Key Provisions of the Affordable Care Act (ACA)

In addition to expanding access to healthcare through Medicaid expansion, the ACA has also made health insurance more affordable for millions of Americans through its premium tax credits and cost-sharing reductions. Other consumer protections, including elimination of lifetime limits and guaranteed issue/renewability, have helped to make the health care system fairer for all. The ACA has also helped to curb health care costs through initiatives like value-based payment models, transparency, and fraud prevention.

Despite ongoing political and legal debates, the ACA has continued to be a popular source of public support. A 2024 KFF poll found that a majority of Americans consider the ACA’s key provisions to be “very important,” and most want to see the next president and Congress maintain or even expand these benefits.

The Affordable Care Act (ACA) requires most employers to offer health insurance coverage to their full-time employees. The ACA also sets a standard for “affordable” coverage, which is defined as a plan that costs no more than a set percentage of household income. The ACA also establishes state-based American Health Benefit Exchanges through which individuals can purchase coverage and receive financial help to pay their premiums and cost-sharing, and creates separate exchange markets for small businesses. It also requires that employers who do not offer affordable coverage pay penalties, with exceptions for small businesses.

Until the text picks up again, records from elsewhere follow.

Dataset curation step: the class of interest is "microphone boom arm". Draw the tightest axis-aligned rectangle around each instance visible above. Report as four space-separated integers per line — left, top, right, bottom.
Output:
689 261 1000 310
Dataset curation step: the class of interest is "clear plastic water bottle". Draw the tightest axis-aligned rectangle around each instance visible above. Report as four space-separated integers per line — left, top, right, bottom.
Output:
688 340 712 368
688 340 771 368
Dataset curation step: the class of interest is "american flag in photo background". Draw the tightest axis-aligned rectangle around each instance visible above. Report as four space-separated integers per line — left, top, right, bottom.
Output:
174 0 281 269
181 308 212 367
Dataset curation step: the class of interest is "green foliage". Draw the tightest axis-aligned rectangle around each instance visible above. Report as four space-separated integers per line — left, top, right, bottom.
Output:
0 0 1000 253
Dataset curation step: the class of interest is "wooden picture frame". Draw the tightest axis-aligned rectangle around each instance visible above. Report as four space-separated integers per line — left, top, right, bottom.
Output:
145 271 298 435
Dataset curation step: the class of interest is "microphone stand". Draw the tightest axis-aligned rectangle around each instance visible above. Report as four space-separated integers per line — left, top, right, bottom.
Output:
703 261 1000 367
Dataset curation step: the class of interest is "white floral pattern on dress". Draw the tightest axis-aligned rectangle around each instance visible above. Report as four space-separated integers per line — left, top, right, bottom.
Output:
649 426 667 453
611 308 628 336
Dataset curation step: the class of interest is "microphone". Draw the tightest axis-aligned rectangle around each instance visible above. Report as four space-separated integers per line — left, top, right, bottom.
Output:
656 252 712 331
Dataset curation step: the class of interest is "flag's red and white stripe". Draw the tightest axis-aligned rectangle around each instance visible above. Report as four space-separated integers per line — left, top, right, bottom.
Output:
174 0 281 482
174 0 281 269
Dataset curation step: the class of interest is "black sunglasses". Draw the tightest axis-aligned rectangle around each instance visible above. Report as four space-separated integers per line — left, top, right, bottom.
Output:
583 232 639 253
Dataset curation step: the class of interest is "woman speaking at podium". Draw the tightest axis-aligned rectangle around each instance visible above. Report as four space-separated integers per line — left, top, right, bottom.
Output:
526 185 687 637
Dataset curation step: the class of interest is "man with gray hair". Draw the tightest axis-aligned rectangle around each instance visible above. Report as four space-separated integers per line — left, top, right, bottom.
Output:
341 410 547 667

One of the most significant aspects of the ACA was its expansion of the Medicaid program, to allow states to extend eligibility to people with incomes up to 138% of the federal poverty level ($15,060 for an individual in 2024). The ACA also prohibits insurers from denying coverage or charging exorbitant rates for pre-existing conditions and allows young adults to stay on their parents’ plans until age 26. It also provides an annual open enrollment period for people to enroll in or change their insurance plans and a special enrollment period for qualifying life events such as marriage, birth, loss of employment, etc.

In order to remain financially neutral, the ACA is funded through a variety of taxes and fees on individuals, families, employers, insurers, and some medical device manufacturers. Some of these taxes have since been repealed or reduced, and others—including the individual mandate penalty and the so-called Cadillac Tax—are currently on hold. The ACA also includes a standardized process for appeals when an insurer makes a decision that a consumer finds unfair.